Saat aku berjalan, aku mendengar rintihan. Aku berjingkat ke arahnya, gugup menemui sumbernya, sampai aku berhenti di jalurku. Tigerson menghadap salah satu dinding, melolong ke langit-langit.

Tidak… dia tidak melolong. Dia menangis.

Aku berjalan di belakangnya dan menyentuh punggungnya. Bulunya lembut dan tebal.

<Apakah itu kamu, Noir?>

“Tigerson… Kamu benar-benar merindukan Vashelle, bukan?”

<Aku tahu suatu hari kami akan berpisah, tapi itu semua terjadi begitu cepat, aku… aku sangat lemah.>

“Kamu tidak lemah. Siapapun pasti sedih.
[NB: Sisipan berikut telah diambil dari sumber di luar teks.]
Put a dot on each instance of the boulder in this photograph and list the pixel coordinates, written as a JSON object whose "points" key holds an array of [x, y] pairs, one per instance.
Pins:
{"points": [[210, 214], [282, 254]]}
Kamu tahu apa? Jika kamu memiliki aku, aku akan senang menjadi temanmu juga. Bukan untuk menggantikan Vashelle, tapi mungkin itu akan membuatmu merasa lebih baik dan tidak menjadi sendirian."

<Kamu ingin berteman… denganku?>

"Ya. Hanya jika kamu mau, tentu saja. ”

Tigerson terdiam beberapa saat dan kemudian berbalik ke arahku. Dia menatap mataku.

< Tidak ada… tidak ada yang menarik menjadi temanku.>

“Kamu bilang kamu ingin membalasku, kan? Nah, itu akan baik-baik saja. ”

<Oh… begitu. Maka mulai hari ini dan seterusnya, kamu adalah temanku, Noir. Naik ke punggungku.>

Tigerson berlutut dan aku menaikinya. Pemandangannya sangat fantastis. <Suasana hatiku sedang bagus. Pegangan, aku berniat untuk lari.>


"Mengerti! Ayo pergi!"

Tigerson berlari melalui dungeon saat aku berpegangan erat, menikmati surainya yang mewah. Benar-benar terasa luar biasa.